O longa de Praça é centrado em personagens marginalizados por suas condições sociais, ou seja, figuras que estão longe de serem contempladas pelas esferas privilegiadas da sociedade brasileira. O diretor e roteirista faz o retrato melancólico de um estrato da comunidade LGBTQI+, uma geração que colhe os frutos de tempos ainda mais difíceis e preconceituosos que os atuais. Tanto o protagonista interpretado por Nanini como a transexual vivida pela esplêndida Denise Weinberg, são figuras que deixaram parte do viço pela vida para trás na busca - olha que ironia - pela garantia da sua própria existência. Essas personagens trazem em suas respectivas jornadas ecos de dificuldade de (auto)aceitação, exclusão social, abusos afetivos e abandonos. Esse tipo de histórico deixa marcas severas em suas personalidades, seja a aspereza da personagem de Weinberg, seja o recolhimento ou dificuldade de socialização do protagonista de Nanini.

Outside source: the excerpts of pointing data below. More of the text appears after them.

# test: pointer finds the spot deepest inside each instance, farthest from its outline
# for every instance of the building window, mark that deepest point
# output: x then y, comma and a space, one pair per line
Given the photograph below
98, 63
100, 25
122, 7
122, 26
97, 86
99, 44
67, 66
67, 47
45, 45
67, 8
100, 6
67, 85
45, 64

Praça não pincela a jornada dos seus personagens com cores suaves em Greta, tornando o filme um estudo preciso na exploração de sentimentos que flertam com a tristeza, como a constante sensação de deslocamento e de deriva sentida pelo seu protagonista. Ao longo da história, na medida em que se depara com a possibilidade concreta da morte de sua melhor amiga e com uma paixão arrebatadora por um fugitivo da polícia que a qualquer momento pode escapar do seu controle, o Pedro de Nanini sente medo e ansiedade.
O protagonista de Greta se depara com a dissolução das suas seguranças e, conforme esse estudo psicológico avança no filme, realidade e projeção fantasiosa, tecida a partir do fascínio do protagonista pela atriz Greta Garbo no clássico hollywoodiano Grande Hotel, tensionam esse personagem, permitindo Marco Nanini entregar uma interpretação grandiosa como só ele sabe executar quando lhe é dada uma oportunidade como esta. Compondo as nuances de um personagem cheio de desejos e gradualmente tomado por inseguranças afetivas que julgava não ter, Nanini eleva Greta como obra oferecendo a esse protagonista nuances insuspeitas ao próprio roteiro de Praça. É o tipo de filme guiado pela maestria de um gênio sensível da interpretação.
Greta, 2019. Dir.: Armando Praça. Roteiro: Armando Praça. Elenco: Marco Nanini, Denise Weinberg, Démick Lopes, Gretta Sttar. Pandora Filmes, 97 min.